ECLI:NL:RBMNE:2021:5643

Rechtbank Midden-Nederland

Datum uitspraak
16 november 2021
Publicatiedatum
20 november 2021
Zaaknummer
UTR 21/2307
Instantie
Rechtbank Midden-Nederland
Type
Uitspraak
Procedures
  • Eerste aanleg - enkelvoudig
Vindplaatsen
  • Rechtspraak.nl
AI samenvatting door LexboostAutomatisch gegenereerd

Beroep tegen subsidievaststelling NOW 1.0 door restaurantondernemer

In deze zaak heeft de Rechtbank Midden-Nederland op 16 november 2021 uitspraak gedaan in een beroep van een restaurantondernemer tegen de subsidievaststelling op basis van de NOW 1.0 regeling. De eiseres, een sushi en teppanyaki restaurant, had een tegemoetkoming in de loonkosten aangevraagd vanwege de coronacrisis. De Minister van Sociale Zaken en Werkgelegenheid had eerder een voorschot van € 64.045,-- verleend, maar na definitieve vaststelling op 16 februari 2021 bleek dat de loonkosten lager waren dan verwacht, waardoor de uiteindelijke tegemoetkoming op € 26.233,-- werd vastgesteld. Dit leidde tot een terugvordering van € 25.001,-- van het eerder uitbetaalde voorschot.
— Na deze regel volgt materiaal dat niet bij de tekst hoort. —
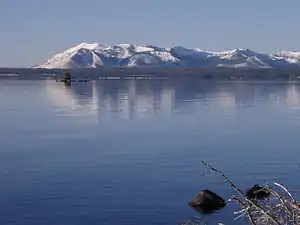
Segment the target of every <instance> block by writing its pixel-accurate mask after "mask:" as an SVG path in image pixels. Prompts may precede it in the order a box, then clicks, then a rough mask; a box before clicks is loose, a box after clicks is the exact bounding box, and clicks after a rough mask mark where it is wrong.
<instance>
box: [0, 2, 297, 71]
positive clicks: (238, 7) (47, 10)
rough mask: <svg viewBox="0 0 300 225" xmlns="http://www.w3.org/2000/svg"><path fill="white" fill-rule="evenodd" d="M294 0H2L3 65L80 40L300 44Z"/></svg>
mask: <svg viewBox="0 0 300 225" xmlns="http://www.w3.org/2000/svg"><path fill="white" fill-rule="evenodd" d="M299 9H300V1H299V0H284V1H283V0H185V1H184V0H0V31H1V33H0V67H29V66H32V65H37V64H41V63H43V62H44V61H46V60H47V59H49V58H50V57H51V56H53V55H54V54H56V53H59V52H62V51H64V50H66V49H68V48H70V47H72V46H75V45H77V44H79V43H82V42H87V43H94V42H98V43H101V44H103V45H111V44H125V43H130V44H153V45H158V46H163V47H172V46H184V47H187V48H200V49H203V50H209V51H223V50H228V49H233V48H249V49H251V50H254V51H259V52H277V51H281V50H289V51H300V28H299V21H300V13H299Z"/></svg>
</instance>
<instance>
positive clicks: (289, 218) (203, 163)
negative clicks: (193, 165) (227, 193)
mask: <svg viewBox="0 0 300 225" xmlns="http://www.w3.org/2000/svg"><path fill="white" fill-rule="evenodd" d="M202 163H203V165H204V166H206V167H207V168H209V169H210V170H211V171H213V172H215V173H217V174H219V175H220V176H221V177H223V179H224V180H225V181H226V182H227V183H228V184H229V185H230V186H231V187H232V188H233V189H234V190H235V191H236V192H237V196H232V197H231V198H230V199H229V201H231V202H233V203H235V204H238V205H239V206H240V210H239V211H237V212H234V214H235V216H236V219H243V220H244V221H245V223H246V224H251V225H300V206H299V204H298V203H297V201H296V200H295V198H294V197H293V195H292V194H291V193H290V192H289V191H288V189H287V188H286V187H285V186H284V185H282V184H279V183H274V186H273V187H271V186H265V187H264V188H266V189H267V190H268V191H269V192H270V197H269V198H268V199H266V200H255V199H254V200H253V199H250V198H248V197H247V196H246V195H245V194H244V193H243V192H242V191H241V190H240V189H239V188H238V187H237V186H236V185H235V184H234V183H233V182H232V181H231V180H230V179H229V178H228V177H227V176H226V175H225V174H224V173H222V172H221V171H219V170H217V169H215V168H213V167H212V166H210V165H208V164H207V163H205V162H202ZM189 224H197V223H189ZM198 224H199V223H198ZM200 224H201V223H200Z"/></svg>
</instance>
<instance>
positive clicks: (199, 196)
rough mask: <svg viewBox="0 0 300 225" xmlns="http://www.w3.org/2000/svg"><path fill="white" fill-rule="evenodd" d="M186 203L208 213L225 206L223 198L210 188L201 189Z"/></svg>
mask: <svg viewBox="0 0 300 225" xmlns="http://www.w3.org/2000/svg"><path fill="white" fill-rule="evenodd" d="M188 204H189V206H191V207H193V208H194V209H195V210H197V211H198V212H200V213H202V214H210V213H213V212H215V211H217V210H219V209H222V208H224V207H225V206H226V202H225V200H224V199H223V198H221V197H220V196H218V195H217V194H215V193H214V192H212V191H210V190H203V191H201V192H200V193H199V194H198V195H197V196H196V198H195V199H193V200H192V201H190V202H189V203H188Z"/></svg>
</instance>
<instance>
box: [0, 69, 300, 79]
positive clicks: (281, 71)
mask: <svg viewBox="0 0 300 225" xmlns="http://www.w3.org/2000/svg"><path fill="white" fill-rule="evenodd" d="M65 72H69V73H70V74H71V75H72V77H74V78H76V79H78V78H84V79H90V80H98V79H99V78H100V79H107V78H119V79H123V78H133V79H135V78H145V79H159V78H164V79H204V80H232V79H234V80H236V79H239V80H300V69H299V68H283V69H273V68H224V67H222V68H221V67H218V68H153V67H152V68H145V67H142V68H141V67H133V68H127V67H113V68H112V67H110V68H86V69H35V68H0V76H1V77H3V76H5V75H7V76H8V75H10V76H14V75H15V76H14V77H17V78H18V79H29V78H31V79H45V78H53V79H55V78H57V79H60V78H61V77H62V76H63V74H64V73H65Z"/></svg>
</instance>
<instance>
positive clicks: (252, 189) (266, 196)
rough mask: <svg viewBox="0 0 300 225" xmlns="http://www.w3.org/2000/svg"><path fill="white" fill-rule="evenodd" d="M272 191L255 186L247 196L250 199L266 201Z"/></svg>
mask: <svg viewBox="0 0 300 225" xmlns="http://www.w3.org/2000/svg"><path fill="white" fill-rule="evenodd" d="M270 194H271V193H270V191H269V190H268V189H267V188H265V187H260V186H259V185H258V184H255V185H254V186H253V187H252V188H250V189H249V190H248V191H247V193H246V195H247V197H248V198H250V199H257V200H264V199H267V198H268V197H269V196H270Z"/></svg>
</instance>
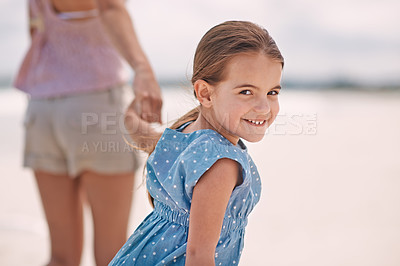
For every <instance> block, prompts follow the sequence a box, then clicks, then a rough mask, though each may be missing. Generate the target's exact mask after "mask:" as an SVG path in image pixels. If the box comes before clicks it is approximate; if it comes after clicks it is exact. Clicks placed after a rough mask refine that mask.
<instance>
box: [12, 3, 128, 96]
mask: <svg viewBox="0 0 400 266" xmlns="http://www.w3.org/2000/svg"><path fill="white" fill-rule="evenodd" d="M29 7H30V13H31V21H32V22H33V27H34V30H33V35H32V43H31V46H30V48H29V50H28V52H27V54H26V56H25V58H24V61H23V63H22V65H21V68H20V71H19V73H18V75H17V78H16V80H15V86H16V87H17V88H18V89H21V90H22V91H25V92H27V93H28V94H30V95H31V97H33V98H51V97H58V96H64V95H71V94H78V93H85V92H91V91H96V90H104V89H108V88H110V87H112V86H115V85H119V84H121V83H124V82H126V78H127V76H126V73H125V71H124V68H123V64H122V60H121V58H120V56H119V55H118V53H117V51H116V50H115V49H114V47H113V46H112V44H111V41H110V40H109V38H108V36H107V34H106V32H105V30H104V29H103V26H102V24H101V21H100V18H99V17H98V15H97V14H96V10H91V11H88V10H87V9H86V10H85V11H86V12H83V14H81V15H84V14H85V13H86V14H87V15H88V17H87V18H86V19H66V18H65V14H63V13H58V12H56V10H55V7H54V6H53V4H52V3H51V2H50V0H29ZM70 14H71V13H70ZM66 15H68V13H66ZM72 15H74V14H73V13H72ZM75 15H76V12H75ZM78 15H79V14H78ZM62 17H64V18H62Z"/></svg>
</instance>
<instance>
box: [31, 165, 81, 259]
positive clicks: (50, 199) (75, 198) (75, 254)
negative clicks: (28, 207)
mask: <svg viewBox="0 0 400 266" xmlns="http://www.w3.org/2000/svg"><path fill="white" fill-rule="evenodd" d="M35 177H36V181H37V185H38V188H39V192H40V196H41V198H42V205H43V208H44V212H45V215H46V219H47V223H48V227H49V231H50V240H51V259H50V262H49V264H48V265H49V266H56V265H57V266H58V265H65V266H67V265H68V266H78V265H79V263H80V260H81V255H82V242H83V214H82V197H81V192H80V185H79V182H80V180H79V178H75V179H73V178H71V177H69V176H66V175H56V174H51V173H47V172H41V171H35Z"/></svg>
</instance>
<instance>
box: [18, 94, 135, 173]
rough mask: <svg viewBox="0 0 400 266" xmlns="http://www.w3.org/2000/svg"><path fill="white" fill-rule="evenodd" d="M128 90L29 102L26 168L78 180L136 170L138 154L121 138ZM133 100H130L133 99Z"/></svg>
mask: <svg viewBox="0 0 400 266" xmlns="http://www.w3.org/2000/svg"><path fill="white" fill-rule="evenodd" d="M126 90H127V88H126V87H124V86H120V87H116V88H112V89H109V90H104V91H97V92H92V93H86V94H80V95H72V96H66V97H58V98H50V99H30V100H29V104H28V108H27V111H26V115H25V121H24V126H25V152H24V166H26V167H30V168H32V169H33V170H42V171H46V172H50V173H54V174H66V175H69V176H71V177H77V176H79V175H80V174H81V173H82V172H83V171H86V170H89V171H95V172H98V173H102V174H118V173H127V172H133V171H135V170H136V169H137V166H138V160H137V157H138V152H137V151H135V150H134V149H133V148H132V147H131V146H130V145H129V144H128V143H126V141H125V140H124V137H123V136H126V137H127V139H129V138H128V135H127V134H126V132H125V128H124V122H123V121H124V120H123V113H124V110H125V108H126V107H127V103H128V101H127V98H126V97H127V91H126ZM129 100H130V99H129Z"/></svg>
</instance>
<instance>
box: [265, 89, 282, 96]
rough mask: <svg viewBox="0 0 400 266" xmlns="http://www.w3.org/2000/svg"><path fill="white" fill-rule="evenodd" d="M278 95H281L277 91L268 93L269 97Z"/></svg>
mask: <svg viewBox="0 0 400 266" xmlns="http://www.w3.org/2000/svg"><path fill="white" fill-rule="evenodd" d="M278 94H279V92H278V91H275V90H274V91H270V92H268V93H267V95H278Z"/></svg>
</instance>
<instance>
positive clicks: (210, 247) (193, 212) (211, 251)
mask: <svg viewBox="0 0 400 266" xmlns="http://www.w3.org/2000/svg"><path fill="white" fill-rule="evenodd" d="M239 179H240V176H239V166H238V164H237V162H235V161H233V160H231V159H227V158H224V159H220V160H218V161H217V162H216V163H215V164H214V165H213V166H212V167H211V168H210V169H209V170H208V171H207V172H205V174H204V175H203V176H202V177H201V178H200V180H199V182H198V183H197V184H196V186H195V187H194V189H193V197H192V203H191V207H190V221H189V235H188V244H187V249H186V265H190V266H193V265H214V263H215V248H216V246H217V243H218V239H219V236H220V234H221V228H222V223H223V219H224V215H225V211H226V207H227V205H228V201H229V198H230V196H231V194H232V191H233V189H234V188H235V186H236V185H237V184H238V183H239V181H240V180H239Z"/></svg>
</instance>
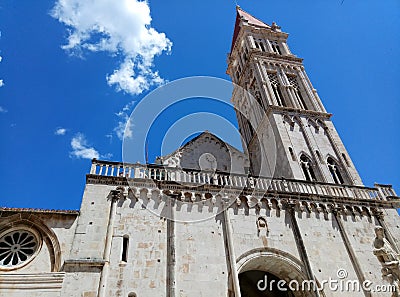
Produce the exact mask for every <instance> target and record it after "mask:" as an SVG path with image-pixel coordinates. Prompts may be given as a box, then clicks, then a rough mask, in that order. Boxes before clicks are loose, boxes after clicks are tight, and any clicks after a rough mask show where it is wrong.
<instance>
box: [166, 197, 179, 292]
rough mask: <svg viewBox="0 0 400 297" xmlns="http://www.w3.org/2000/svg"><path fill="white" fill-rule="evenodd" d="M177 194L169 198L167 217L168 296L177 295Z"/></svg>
mask: <svg viewBox="0 0 400 297" xmlns="http://www.w3.org/2000/svg"><path fill="white" fill-rule="evenodd" d="M176 197H177V195H170V196H169V198H167V204H168V205H169V217H167V282H166V283H167V297H175V288H176V280H175V266H176V257H175V214H174V207H175V199H176Z"/></svg>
Eiseres maakte bezwaar tegen deze vaststelling, stellende dat de daling van de loonsom niet aan haar kon worden toegerekend, aangezien werknemers zelf ontslag hadden genomen. De rechtbank oordeelde echter dat de subsidie bedoeld is als tegemoetkoming in de daadwerkelijk gemaakte loonkosten en dat de daling van de loonsom niet gecorrigeerd kan worden naar het omzetverlies. De rechtbank volgde de redenering van de verweerder en concludeerde dat de subsidievaststelling terecht was en dat het beroep ongegrond was. De uitspraak benadrukt de noodzaak voor werkgevers om rekening te houden met de voorwaarden van de NOW-regeling en dat de regeling niet bedoeld is voor andere kosten dan loonkosten.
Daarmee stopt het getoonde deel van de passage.